Canada's leading writers, researchers, and public intellectuals peer into the country's future in the provocative essay collection published in the 150th year since Conferderation.
Reflections of Canada - intelligent, passionate, provocative - is a book with opinions as diverse as Canada. Leading thinkers take a stand on some of the most pressing issues facing Canada as it turns 150. Reflections of Canada inspires the reader to form her own opinions on subjects as big and thorny as health and aging, technological change, arts and culture, climate change and resource use, Aboriginal reconciliation, and multiculturalism
The contributions are as diverse as their subjects: George Elliott Clarke has submitted an original poem; renowned political scientist Max Cameron an essay on democratic reform; and UBC Museum of Anthropology director Anthony Shelton a strongly worded opinion piece about the inequitable funding of arts institutions in this country. The written pieces are accompanied by provocative photographs selected from a national photo competition. Each piece explores how our understanding of critical issues has changed over the past 150 years, and includes a call to action for how we should grapple with them over the coming decades
A book of lively, respectful debate, Reflections of Canada reaffirms the place for public discussion of major societal questions.
The Peter Wall Institute for Advanced Studies at the University of British Columbia is committed foremost to excellence in research; its goal is to stimulate collaborative, creative, innovative interdisciplinary research that makes important advances in knowledge.

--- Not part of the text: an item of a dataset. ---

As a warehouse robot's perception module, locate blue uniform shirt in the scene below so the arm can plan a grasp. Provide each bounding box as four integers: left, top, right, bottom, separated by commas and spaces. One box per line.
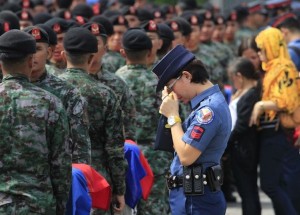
171, 85, 231, 175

A guiding principle is that excellence and truly innovative research are achieved in a highly collaborative international research environment, where UBC scholars have sustained opportunity to exchange ideas with national and international scholars, to work together on innovative research, develop new thinking that is beyond disciplinary boundaries, and engage in intellectual risk-taking.
The Institute respects diversity of perspectives and backgrounds, research embedded in the community and integration of multimodal and expressive arts as an important component of research across all disciplines.